Oleh Helmi
Adam
Saya
ditanya teman wartawan tentang kemungkinan krisis ekonomi, menginagat pernyataan
Sri Mulyani, “Bahwa kita harus Hati hati”, tentu saja pernyataan itu sangat
serius, mengingat Sri Mulayani adalah mentri terbaik menurut berita yang saya baca.

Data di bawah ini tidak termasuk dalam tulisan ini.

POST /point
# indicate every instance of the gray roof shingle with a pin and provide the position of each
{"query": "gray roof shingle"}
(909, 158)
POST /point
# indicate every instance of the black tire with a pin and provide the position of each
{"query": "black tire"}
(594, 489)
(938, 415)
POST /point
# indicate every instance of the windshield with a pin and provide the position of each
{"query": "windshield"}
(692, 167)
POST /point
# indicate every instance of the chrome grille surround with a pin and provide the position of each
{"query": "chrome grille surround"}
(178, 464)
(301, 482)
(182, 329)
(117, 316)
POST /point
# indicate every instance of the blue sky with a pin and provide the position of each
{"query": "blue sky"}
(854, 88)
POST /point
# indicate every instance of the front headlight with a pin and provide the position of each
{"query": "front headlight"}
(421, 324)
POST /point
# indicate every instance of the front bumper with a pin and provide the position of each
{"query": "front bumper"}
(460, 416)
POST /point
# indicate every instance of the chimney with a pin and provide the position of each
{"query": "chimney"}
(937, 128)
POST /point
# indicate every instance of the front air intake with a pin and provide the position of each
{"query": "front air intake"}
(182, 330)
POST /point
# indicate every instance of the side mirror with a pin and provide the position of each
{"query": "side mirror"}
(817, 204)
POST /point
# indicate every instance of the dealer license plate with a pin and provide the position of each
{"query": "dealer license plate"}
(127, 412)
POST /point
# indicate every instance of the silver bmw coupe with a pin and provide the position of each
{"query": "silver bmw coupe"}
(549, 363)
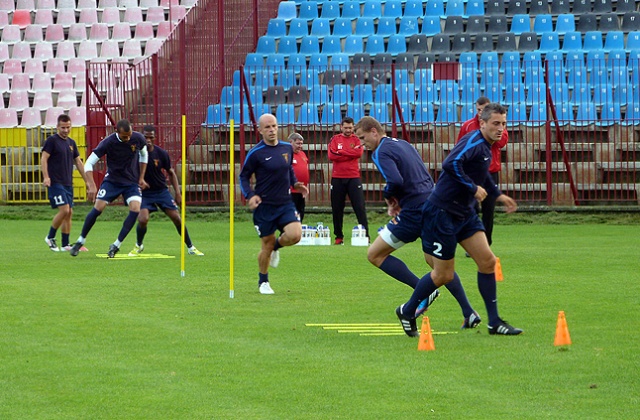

lalu sayapun mencoab berfikir dan menjawab peratnayaan tersebut. “mungkin saja
terjadi”, Kemudian dia minta jawaban lebih ilmiah lagi, akhirnya saya lakukan
riset kecil dengan study pustaka yang ada, dan kemudian saya tuangkan dalam tulisan ini :
Kebijakan
Suku bunga rendah yang dilakukan setelah resesi neraca keuangan, yaitu resesi
yang terjadi ketika utang swasta tinggi dan krisis keuangan yang meluas. Seperti kasus, Depresi Hebat tahun 1930-an, kehancuran
keuangan Jepang tahun 1990-an dan, Tahun 2008 terjadi Global Financial Crisis
(GFC). Belum tentu efektif meningkatkan pertumbuhan.
Karena
efektivitas kebijakan moneter bervariasi di berbagai fase resesi keuangan. Pada fase awal, kebijakan moneter
ekspansif dapat sangat efektif dalam menangkal lonjakan ketidakpastian serta resiko
dari ekor krisis keuangan dan ekonomi, tapi merugikan pertumbuhan dimasa depan
( Mishkin ; 2009). Setelah fase resesi, permintaan dan penawaran yang terus
menerus menurun dapat membebani
perekonomian dan dapat mematikan stimulus moneter (baca Borio ; 2014). Headwind
(adalah
faktor-faktor ekonomi, baik yang datangnya dari luar (eksternal) maupun dari
dalam (internal), yang mampu menghalangi atau bahkan menyeret mundur
perekonomian suatu negara.) merupakan
warisan dari boom keuangan sebelumnya, biasanya ditandai dengan ekspansi kredit
yang tidak berkelanjutan, kenaikan harga asset, dan akumulasi modal (setidaknya
di beberapa sektor) karena terlalu agresif dan beresiko.
Ada
beberapa alasan mengapa terjadi headwinds , Yaitu ;
Pertama,
Debt overhang yang dapat melemahkan permintaan relative, terhadap pendapatan
dan mengurangi kekayaan bersih. Peminjam seperti Indonesia, yang sebelumnya melebih-lebihkan
prospek pendapatannya, cenderung
menurunkan pengeluaran untuk memotong beban hutang dan mengembalikan
kekayaan mereka melalui tabungan yang lebih tinggi (Mian dan Sufi ; 2015 ; da
Drehmann and Juselius ; 2015). Memberikan prioritas pada keseimbangan perbaikan
surat utang, dan pengeluaran berjalan cenderung meredam agar dampaknya lebih
rendah (misalnya Koo ; 2009 dan Di Maggio et al 2015).
Kedua,
sektor keuangan yang terganggu dengan membatasi pasokan kredit. Kerugian pinjaman
menyebabkan terjadi pelemahan kapitalisasi lembaga keuangan dan membuatnya mereka
mengalami kesulitan. Oleh karena itu
Lembaga keuangan akan meningkatkan modalnya, sehingga melemahkan kapasitas pinjaman
(misalnya Holmstrom dan Tirole 1997, Diamond and Rajan ; 2011). Hal Ini akan
mengurangi masuknya stimulus untuk menjaga inflasi atau kestabilan nilai tukar
yang disebut juga dengan mekanisme transmisi moneter, ketika bank memiliki
modal yang kurang (misalnya Gambacorta dan Mistrulli ; 2004 dan Jimenez et al 2012).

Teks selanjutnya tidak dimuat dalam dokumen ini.